Feds Seize Nazi-Looted Art Put Up for Auction in NY

Courthouse News Service 22 October 2018
By Josh Russell

MANHATTAN (CN) –  The United States has brought a forfeiture action to reunite the heirs of a renowned Jewish art collector with a Dutch portrait seized by the Nazis during the Holocaust.

Missing since 1943, the oil painting “A Scholar Sharpening His Quill” by Salomon Koninck was transferred to New York from Chile last year in contemplation of a possible auction.

The United States does not identify the seller or the auction house in its Oct. 19 forfeiture complaint, but it says the consignor admitted “that her father had purchased the … painting for 4.500 Deutsche Mark from Walter Andreas Hofer in Munich in 1952.”

“Walter Andreas Hofer was Hermann Goring’s chief purchasing agent and as such was a key player in the confiscation and looting of Jewish art collections during the Nazi era,” the complaint states. “In 1950, after being tried in absentia by a French military tribunal for his role in art plundering during World War II, Hofer was found guilty and sentenced to ten years in prison. Hofer was never apprehended by the French authorities, and reemerged in the early 1950s as an art dealer in Munich.”
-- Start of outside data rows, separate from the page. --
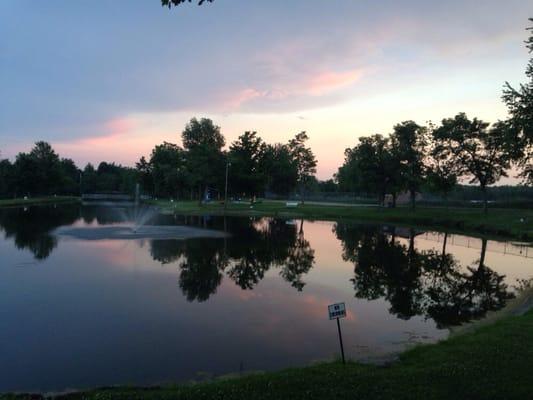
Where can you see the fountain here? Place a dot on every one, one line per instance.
(136, 223)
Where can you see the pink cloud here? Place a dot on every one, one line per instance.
(120, 125)
(313, 84)
(330, 81)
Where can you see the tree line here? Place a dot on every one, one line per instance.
(437, 157)
(412, 158)
(199, 168)
(42, 172)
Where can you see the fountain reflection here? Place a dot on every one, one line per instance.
(387, 264)
(30, 228)
(254, 247)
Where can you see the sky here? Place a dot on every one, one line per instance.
(108, 80)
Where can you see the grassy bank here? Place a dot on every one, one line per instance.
(508, 223)
(37, 201)
(492, 362)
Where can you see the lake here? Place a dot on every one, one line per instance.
(78, 313)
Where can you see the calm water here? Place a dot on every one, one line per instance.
(77, 313)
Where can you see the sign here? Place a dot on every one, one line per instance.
(337, 310)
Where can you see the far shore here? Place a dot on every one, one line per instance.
(500, 223)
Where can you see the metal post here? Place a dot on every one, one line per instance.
(226, 187)
(340, 340)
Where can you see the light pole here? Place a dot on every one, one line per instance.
(226, 187)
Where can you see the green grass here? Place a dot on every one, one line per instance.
(505, 223)
(492, 362)
(37, 201)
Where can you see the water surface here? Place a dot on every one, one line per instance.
(78, 313)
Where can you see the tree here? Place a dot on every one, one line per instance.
(6, 178)
(39, 171)
(245, 155)
(519, 102)
(371, 167)
(304, 159)
(70, 177)
(280, 169)
(167, 167)
(408, 143)
(204, 160)
(170, 3)
(144, 168)
(478, 151)
(441, 168)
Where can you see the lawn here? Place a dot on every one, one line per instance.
(504, 223)
(492, 362)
The auction house has estimated that the painting is worth at least $5,000.

In the complaint, Koninck is described as “a contemporary of Rembrandt whose works are now held in the collections of many prominent museums, including the Louvre, the Prado, and the National Gallery of Art. He painted the 26-inch by 20-inch piece at issue in 1639, and the U.S. government says the Nazi agency Einsatzstab Reichsleiter Rosenberg seized it in 1943 when it looted Chateau de Chambon in Southern France.

The chateau, according to the complaint, was where the heirs of prominent Jewish art collector Adolphe Schloss where hiding what was considered “among the most significant collections of Dutch and Flemish paintings assembled in 19th century France.”
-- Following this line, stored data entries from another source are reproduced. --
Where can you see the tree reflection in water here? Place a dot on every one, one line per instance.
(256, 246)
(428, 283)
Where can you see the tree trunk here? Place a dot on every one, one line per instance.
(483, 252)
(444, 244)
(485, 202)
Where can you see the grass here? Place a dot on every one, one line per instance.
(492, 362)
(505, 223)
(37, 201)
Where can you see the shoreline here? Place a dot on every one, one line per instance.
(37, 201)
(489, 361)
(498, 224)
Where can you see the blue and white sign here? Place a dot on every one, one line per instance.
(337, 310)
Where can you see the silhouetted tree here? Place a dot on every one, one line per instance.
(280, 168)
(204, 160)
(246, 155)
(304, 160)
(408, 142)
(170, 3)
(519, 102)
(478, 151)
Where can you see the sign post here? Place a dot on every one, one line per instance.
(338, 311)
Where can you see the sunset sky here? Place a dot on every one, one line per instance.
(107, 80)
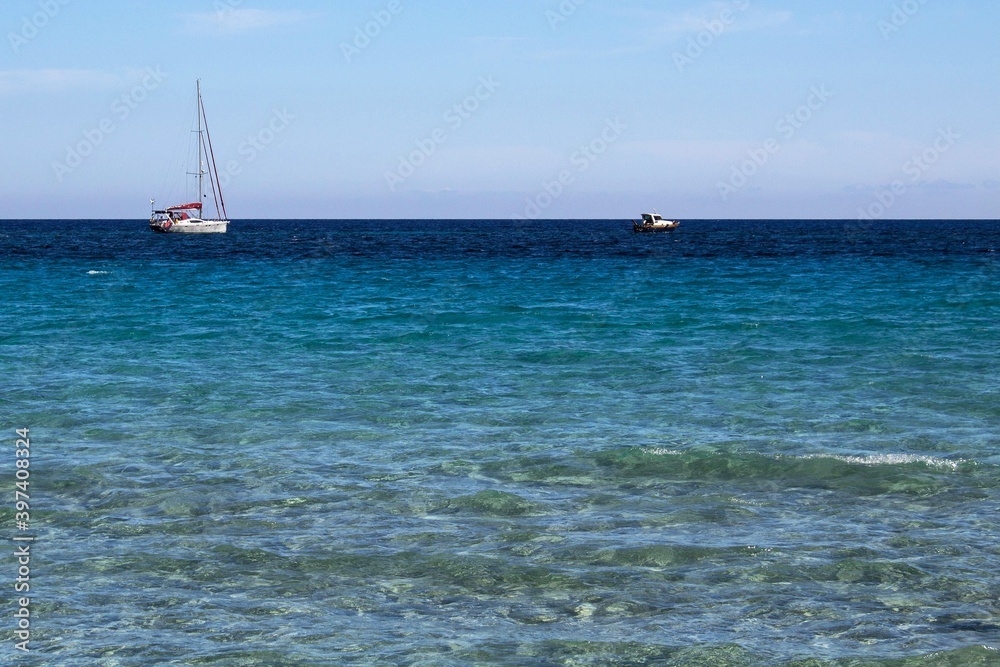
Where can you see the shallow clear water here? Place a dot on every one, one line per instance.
(497, 443)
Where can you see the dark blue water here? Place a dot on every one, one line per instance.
(499, 443)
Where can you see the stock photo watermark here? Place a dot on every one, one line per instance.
(563, 13)
(582, 160)
(713, 29)
(456, 116)
(915, 168)
(121, 109)
(786, 127)
(365, 35)
(32, 25)
(22, 540)
(255, 144)
(901, 15)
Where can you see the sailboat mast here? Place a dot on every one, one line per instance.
(201, 165)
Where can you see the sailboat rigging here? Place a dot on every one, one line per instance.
(188, 218)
In addition to the piece by Koninck, Schloss’ collection included paintings by Rubens, Rembrandt and Ruysdael.

“Due to its value and significance, the ERR made substantial efforts to locate and loot the Schloss Collection,” the complaint states, going on to note that Nazis also arrested two of the four Schloss heirs in 1943.

From the Chambon chateau, according to the complaint, the Koninck was brought with another 261 paintings from the Schloss collection to a depot located at the ERR-operated Jeu de Paume museum in Paris, and finally to the Fuhrerbau, Hitler’s headquarters in Munich.
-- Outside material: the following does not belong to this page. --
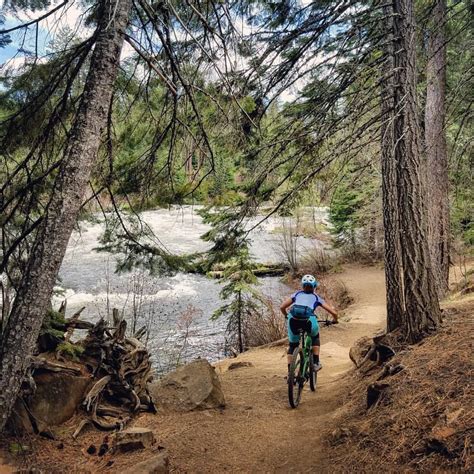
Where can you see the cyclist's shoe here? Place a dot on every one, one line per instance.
(287, 379)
The United States notes that the ERR meticulously catalogued the works it seized, and that the piece consigned for auction last year is “an identical match to the ERR Catalogue Listing of the Defendant In Rem Painting, including the photograph of it taken by the ERR.”

“We can never reverse history and undo the horrors committed at the hands of the Nazis,” U.S. Attorney Geoffrey Berman said in a statement. “But we are steadfast in our determination to remember those who suffered and do what we can to return what was taken.”

Last month Berman held a repatriation ceremony for the 1919 Renoir painting “Deux Femmes Dans un Jardin,” which was seized by the Nazis from a Paris bank vault in 1941.